Je n’eus pas plus tôt lâché cette sottise, que j’aurais voulu la ravaler ; mais le bonhomme n’en parut ni surpris ni scandalisé, et il me répondit d’une voix douce et avec une prononciation des plus distinguées :

— Le bonheur, monsieur, c’est d’avoir votre âge, vos jambes et votre figure.

— Moi, repris-je, je crois que c’est d’avoir votre bonté et votre amabilité.

La connaissance était faite. Au bout de trois minutes, nous causions comme de vieux amis, et, au lieu de rentrer chez lui, car il demeure aux Grez et non vis-à-vis de moi, il voulut me reconduire jusqu’au ruisseau. Il n’était pas fâché d’ailleurs, disait-il, de voir comment se comportait le poisson.

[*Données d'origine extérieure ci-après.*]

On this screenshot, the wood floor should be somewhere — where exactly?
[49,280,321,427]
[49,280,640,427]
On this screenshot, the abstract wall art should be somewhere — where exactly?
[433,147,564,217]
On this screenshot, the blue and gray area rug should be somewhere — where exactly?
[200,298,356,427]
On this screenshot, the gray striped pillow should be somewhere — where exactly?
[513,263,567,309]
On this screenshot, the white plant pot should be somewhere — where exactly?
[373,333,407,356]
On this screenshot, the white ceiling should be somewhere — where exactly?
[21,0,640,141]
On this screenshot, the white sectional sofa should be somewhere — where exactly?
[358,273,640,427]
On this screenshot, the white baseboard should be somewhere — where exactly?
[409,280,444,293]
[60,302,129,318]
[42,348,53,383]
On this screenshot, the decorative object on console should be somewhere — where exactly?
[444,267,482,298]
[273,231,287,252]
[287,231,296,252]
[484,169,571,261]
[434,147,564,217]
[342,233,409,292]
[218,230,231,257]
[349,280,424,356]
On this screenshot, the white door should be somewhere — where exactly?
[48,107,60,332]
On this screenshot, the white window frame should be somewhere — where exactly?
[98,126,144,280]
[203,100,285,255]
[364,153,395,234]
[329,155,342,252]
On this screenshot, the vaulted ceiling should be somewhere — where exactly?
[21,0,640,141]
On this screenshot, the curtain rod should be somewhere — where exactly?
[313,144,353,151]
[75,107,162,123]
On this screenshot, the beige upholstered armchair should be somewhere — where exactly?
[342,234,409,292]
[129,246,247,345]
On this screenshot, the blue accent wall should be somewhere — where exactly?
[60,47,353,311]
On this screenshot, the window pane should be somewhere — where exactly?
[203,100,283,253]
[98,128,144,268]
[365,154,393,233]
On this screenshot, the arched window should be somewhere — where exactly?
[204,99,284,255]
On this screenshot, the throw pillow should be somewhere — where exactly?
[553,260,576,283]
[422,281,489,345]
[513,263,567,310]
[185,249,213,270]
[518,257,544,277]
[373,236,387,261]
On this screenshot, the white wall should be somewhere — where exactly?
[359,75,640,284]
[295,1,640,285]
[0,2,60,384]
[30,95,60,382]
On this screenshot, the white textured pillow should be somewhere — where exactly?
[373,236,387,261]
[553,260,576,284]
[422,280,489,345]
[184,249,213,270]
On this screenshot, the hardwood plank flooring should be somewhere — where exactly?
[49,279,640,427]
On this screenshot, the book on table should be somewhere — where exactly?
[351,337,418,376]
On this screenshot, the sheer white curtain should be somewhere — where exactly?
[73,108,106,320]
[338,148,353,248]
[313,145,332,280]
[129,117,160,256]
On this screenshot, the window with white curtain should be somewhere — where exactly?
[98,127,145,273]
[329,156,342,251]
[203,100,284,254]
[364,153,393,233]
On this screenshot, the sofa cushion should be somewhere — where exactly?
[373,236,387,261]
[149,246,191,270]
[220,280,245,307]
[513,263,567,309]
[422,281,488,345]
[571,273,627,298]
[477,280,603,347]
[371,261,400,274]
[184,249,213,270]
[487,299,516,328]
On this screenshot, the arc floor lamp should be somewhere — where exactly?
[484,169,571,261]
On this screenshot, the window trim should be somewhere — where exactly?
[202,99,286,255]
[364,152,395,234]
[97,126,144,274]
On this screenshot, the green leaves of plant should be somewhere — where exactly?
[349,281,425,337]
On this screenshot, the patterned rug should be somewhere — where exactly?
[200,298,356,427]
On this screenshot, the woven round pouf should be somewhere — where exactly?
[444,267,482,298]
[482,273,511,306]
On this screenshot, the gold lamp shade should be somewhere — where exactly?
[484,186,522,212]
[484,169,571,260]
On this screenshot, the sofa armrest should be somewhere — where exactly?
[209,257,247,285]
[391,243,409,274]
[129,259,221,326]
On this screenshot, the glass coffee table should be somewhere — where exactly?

— Voyons, lui dis-je, pardonnez-moi mon idée fixe. Le bonheur est la satisfaction de nos goûts : donc, vous êtes heureux quand vous péchez à la ligne ?

Il sourit en répondant :

— Oui, quand je suis heureux à la pêche ! Donc, vous n’y êtes pas. Nos goûts ne pouvant être satisfaits que rarement et d’une manière incomplète ou troublée, ce n’est pas là qu’il faut placer notre bonheur.

— Il faut ? S’agit-il de ce qu’il faut ou de ce qui est ? Le bonheur est-il l’ouvrage de notre volonté ou celui de la nature qui l’a mis à notre portée ? Si c’est une création intellectuelle, d’où vient que tout le monde ne peut se le procurer ? Si c’est un bien que la nature nous offre, d’où vient que nous ne le connaissons pas ?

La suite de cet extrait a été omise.